Le sport déchaîne les foules et engendre de temps en temps des situations inacceptables. Sous couvert de passion, certains suiveurs franchissent les limites. L’année dernière, un pilote de Formule 1 en a fait la malheureuse et dangereuse expérience puisqu’il a fait l’objet de menaces de mort virtuellement parlant, mais pas seulement…

La Formule 1 est la discipline reine de la course automobile et ne laisse pas vraiment de place à l’erreur. Jusqu’à cette nouvelle saison et l’inclusion de Cadillac dans le paddock, il n’y avait que 10 écuries pour 20 pilotes en tout. Un monde très difficile à intégrer et surtout dans lequel il est très délicat de perdurer. Un homme en a fait l’expérience la saison dernière, vivant un traumatisme tant professionnel que personnel.

«Si j'étais encore dans la voiture à Miami, on me couperait tous les membres»
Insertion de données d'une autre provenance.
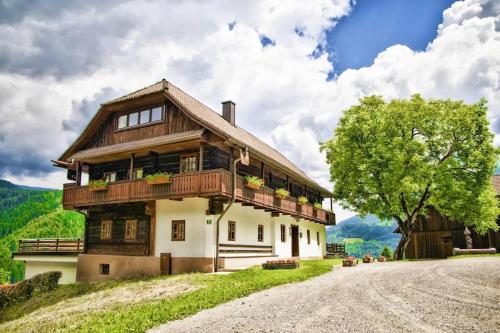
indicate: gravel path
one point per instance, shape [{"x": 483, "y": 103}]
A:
[{"x": 460, "y": 295}]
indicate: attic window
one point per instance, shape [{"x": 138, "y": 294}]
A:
[{"x": 140, "y": 118}]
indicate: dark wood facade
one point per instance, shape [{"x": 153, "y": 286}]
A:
[
  {"x": 118, "y": 244},
  {"x": 173, "y": 121},
  {"x": 127, "y": 196},
  {"x": 435, "y": 236}
]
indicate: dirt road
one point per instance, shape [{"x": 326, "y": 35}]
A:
[{"x": 460, "y": 295}]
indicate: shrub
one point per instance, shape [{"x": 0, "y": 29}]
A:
[
  {"x": 386, "y": 252},
  {"x": 281, "y": 193},
  {"x": 302, "y": 200},
  {"x": 28, "y": 288}
]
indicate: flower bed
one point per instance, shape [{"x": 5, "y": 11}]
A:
[
  {"x": 281, "y": 264},
  {"x": 159, "y": 178},
  {"x": 253, "y": 182},
  {"x": 349, "y": 262},
  {"x": 301, "y": 200},
  {"x": 98, "y": 185},
  {"x": 281, "y": 193},
  {"x": 367, "y": 259}
]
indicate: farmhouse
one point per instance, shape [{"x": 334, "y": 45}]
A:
[
  {"x": 435, "y": 235},
  {"x": 164, "y": 171}
]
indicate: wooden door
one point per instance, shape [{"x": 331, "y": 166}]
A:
[{"x": 295, "y": 241}]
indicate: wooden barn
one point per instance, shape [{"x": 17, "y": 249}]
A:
[{"x": 435, "y": 235}]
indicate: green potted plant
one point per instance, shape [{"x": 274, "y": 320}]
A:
[
  {"x": 302, "y": 200},
  {"x": 98, "y": 185},
  {"x": 159, "y": 178},
  {"x": 281, "y": 193},
  {"x": 253, "y": 182}
]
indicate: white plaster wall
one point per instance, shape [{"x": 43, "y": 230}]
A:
[
  {"x": 197, "y": 234},
  {"x": 313, "y": 249},
  {"x": 68, "y": 270},
  {"x": 247, "y": 220},
  {"x": 284, "y": 249},
  {"x": 200, "y": 236}
]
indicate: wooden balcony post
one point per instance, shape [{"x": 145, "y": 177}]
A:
[
  {"x": 131, "y": 174},
  {"x": 131, "y": 171},
  {"x": 78, "y": 174}
]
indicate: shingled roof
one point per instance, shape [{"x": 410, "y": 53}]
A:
[{"x": 214, "y": 121}]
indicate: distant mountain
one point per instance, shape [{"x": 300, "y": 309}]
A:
[
  {"x": 364, "y": 235},
  {"x": 27, "y": 212},
  {"x": 6, "y": 184}
]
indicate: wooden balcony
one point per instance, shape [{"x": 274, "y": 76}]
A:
[
  {"x": 198, "y": 184},
  {"x": 50, "y": 246}
]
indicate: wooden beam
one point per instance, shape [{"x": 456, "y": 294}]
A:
[{"x": 131, "y": 171}]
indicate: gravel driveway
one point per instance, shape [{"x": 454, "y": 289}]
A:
[{"x": 460, "y": 295}]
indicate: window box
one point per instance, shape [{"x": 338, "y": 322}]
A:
[
  {"x": 281, "y": 264},
  {"x": 98, "y": 185},
  {"x": 159, "y": 178},
  {"x": 349, "y": 262},
  {"x": 367, "y": 259},
  {"x": 281, "y": 193},
  {"x": 253, "y": 182}
]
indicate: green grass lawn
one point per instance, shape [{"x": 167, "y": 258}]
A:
[
  {"x": 215, "y": 289},
  {"x": 474, "y": 256}
]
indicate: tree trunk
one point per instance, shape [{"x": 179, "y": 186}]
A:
[
  {"x": 405, "y": 228},
  {"x": 399, "y": 253}
]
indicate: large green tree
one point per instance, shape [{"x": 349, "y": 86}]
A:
[{"x": 396, "y": 159}]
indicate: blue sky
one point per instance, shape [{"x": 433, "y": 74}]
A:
[
  {"x": 374, "y": 25},
  {"x": 59, "y": 61}
]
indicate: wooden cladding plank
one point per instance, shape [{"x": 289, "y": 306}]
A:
[{"x": 205, "y": 183}]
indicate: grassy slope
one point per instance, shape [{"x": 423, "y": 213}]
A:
[
  {"x": 57, "y": 224},
  {"x": 216, "y": 289}
]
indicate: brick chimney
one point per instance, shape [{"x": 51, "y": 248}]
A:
[{"x": 228, "y": 112}]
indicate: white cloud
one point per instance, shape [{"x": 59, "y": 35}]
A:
[{"x": 281, "y": 92}]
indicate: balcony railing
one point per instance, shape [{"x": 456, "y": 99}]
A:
[
  {"x": 197, "y": 184},
  {"x": 50, "y": 246}
]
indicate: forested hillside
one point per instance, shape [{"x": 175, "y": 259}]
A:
[
  {"x": 31, "y": 213},
  {"x": 367, "y": 235}
]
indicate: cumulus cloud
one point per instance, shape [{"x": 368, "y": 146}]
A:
[{"x": 59, "y": 60}]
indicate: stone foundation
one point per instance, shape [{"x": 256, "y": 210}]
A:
[{"x": 120, "y": 267}]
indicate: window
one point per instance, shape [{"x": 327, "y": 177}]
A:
[
  {"x": 188, "y": 163},
  {"x": 138, "y": 173},
  {"x": 130, "y": 229},
  {"x": 106, "y": 229},
  {"x": 178, "y": 230},
  {"x": 133, "y": 119},
  {"x": 104, "y": 269},
  {"x": 145, "y": 117},
  {"x": 231, "y": 230},
  {"x": 110, "y": 177},
  {"x": 122, "y": 121},
  {"x": 156, "y": 114},
  {"x": 260, "y": 233}
]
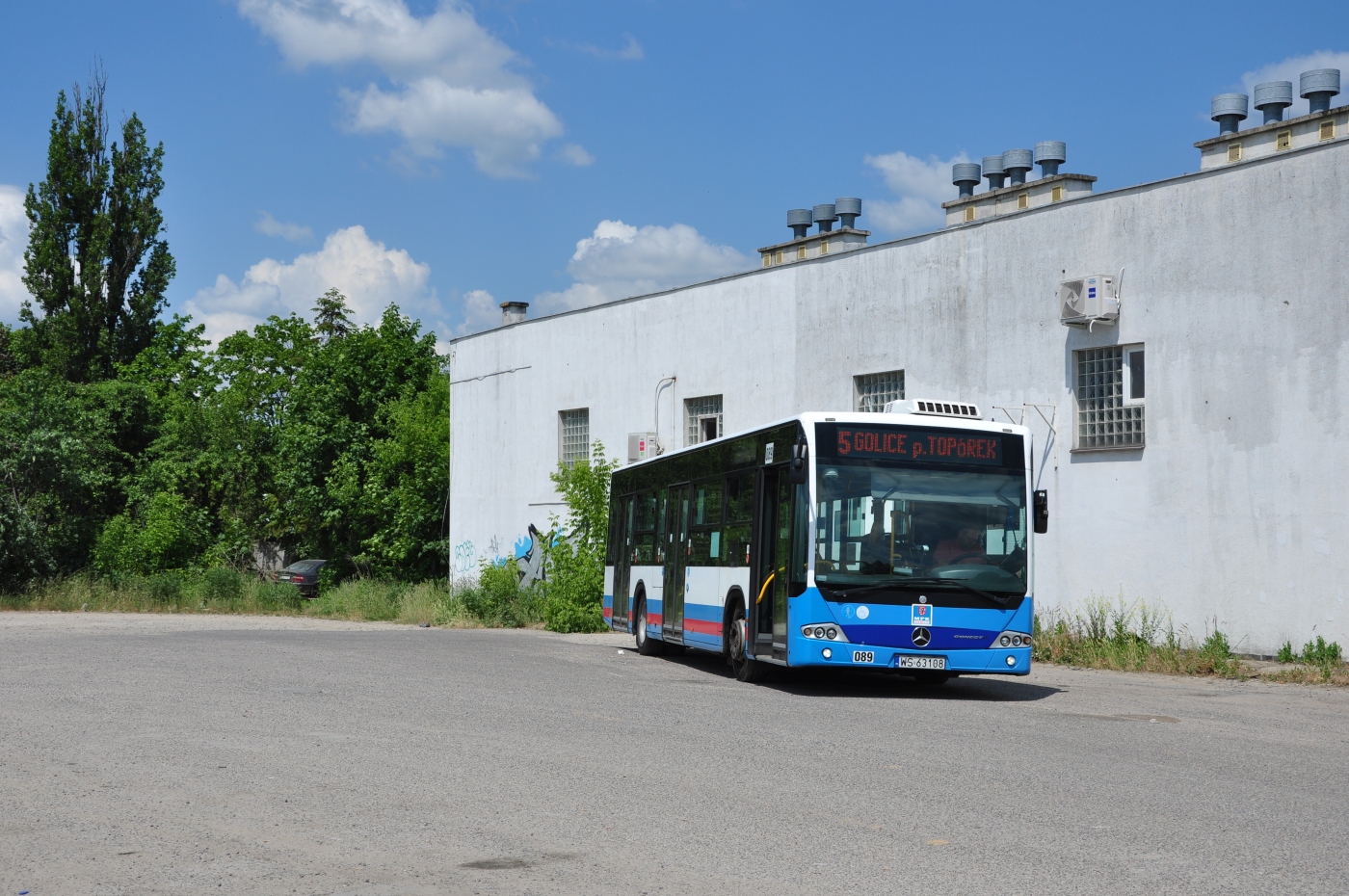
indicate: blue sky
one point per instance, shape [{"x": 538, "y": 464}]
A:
[{"x": 449, "y": 157}]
Six Grands Prix de Formule 1 pour Jack Doohan lors des championnats du monde 2025. Remplaçant d’Esteban Ocon chez Alpine, le pilote australien a été écarté par l’écurie française après le week-end à Miami début mai en raison de performances jugées insuffisantes au sein de la monoplace. Cependant, le principal intéressé a vécu un calvaire qu’il a raconté dans la nouvelle saison de la série Netflix : Drive to survive. « J'ai reçu six ou sept mails disant que si j'étais encore dans la voiture à Miami, on me couperait tous les membres ».

«Je me suis retrouvé face à trois p*tains de types, genre, des types armés»

Sa vie a même été en danger. Comme L’Équipe l’a rapporté ces dernières heures, Jack Doohan s’est retrouvé nez à nez avec des personnes armées. Une situation qui aurait pu tourner au drame sans l’intervention de l'« escorte policière » du pilote réserve de Haas. « On me dit qu'on va me tuer si je ne sors pas de la voiture. J'étais là avec ma putain de copine et mon entraîneur, et je me suis retrouvé face à trois p*tains de types, genre, des types armés. J'ai dû appeler mon escorte policière pour qu'ils viennent calmer la situation ».